Add all the ingredients into a cocktail mixer with ice and shake, then pour into a hurricane glass. Spear the pineapple and cherry onto a cocktail stick and place on the edge of the glass.
Finally add a straw.

*1 measure would be 3 cl.
**Use orange curaçao instead.
***Use a (grenadine or cinnamon) syrup instead.
The Zombie, also known as skull-puncher, is a cocktail with an extremely high alcohol content (1 Zombie equals 3-4 average cocktails, hence the Zombie name). It is made of fruit juices, liqueurs, and various rums. The first recipe seemed to have had 3 different kinds of rum, lime juice, falernum, Angostura bitters, Pernod, grenadine, and a combination of cinnamon syrup and grapefruit juice. It was invented by Donn Beach of Hollywood's Don the Beachcomber restaurant in late 1934. It became popular at the 1939 New York World's Fair. It survived as a trendy cocktail at tiki Hawaiian style parties of the 40's and 50's.

Spritz (Italian light cocktail)

For ➊
3 parts  white wine, sparkling wine like prosecco or spumante preferred, cooled
2 parts  aperitivo like Aperol (or Campari for a more bitter taste), cooled
2 parts  selzer or soda water, cooled
a slice of orange (or lemon when using a strong aperitivo)
some ice

Pour the wine and the aperitivo in a tumbler or stemmed wine glass. Add sparkling water (from a syphon if available).
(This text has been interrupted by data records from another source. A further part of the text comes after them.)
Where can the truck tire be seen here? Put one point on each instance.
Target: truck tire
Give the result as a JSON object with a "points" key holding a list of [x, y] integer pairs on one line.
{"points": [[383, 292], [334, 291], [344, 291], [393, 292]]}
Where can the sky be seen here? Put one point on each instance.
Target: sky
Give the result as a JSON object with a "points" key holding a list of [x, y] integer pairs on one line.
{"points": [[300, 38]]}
Add some ice and a slice of orange.
Serve with small bites of Italian snacks.
When Austria reigned the North of Italy, they developed a habit of diluting the wine with water, called 'Spritzer'. Italians rethought the formula by adding a bitter aperitivo to (sparkling) white wine, and tipping it with a splash of sparkling water, hence the Austrian name 'Spritz' or 'injection'. The typical Venetian spritz has 3 equal parts of each ingredient, other recipes tend to use 40% of wine, and 30% each of water and aperitivo. When using a sparkling wine and a low alcoholic aperitivo like Aperol, you can omit the sparkling water or limit it to a splash, 6 cl wine, 4 cl Aperol, splash of soda, the classic recipe of Aperol since 1950.
Normally, a red/orange aperitivo is used, but it can be replaced by others, like Cynar, or even the  orange-based curaçao blue (resulting in a blue cocktail).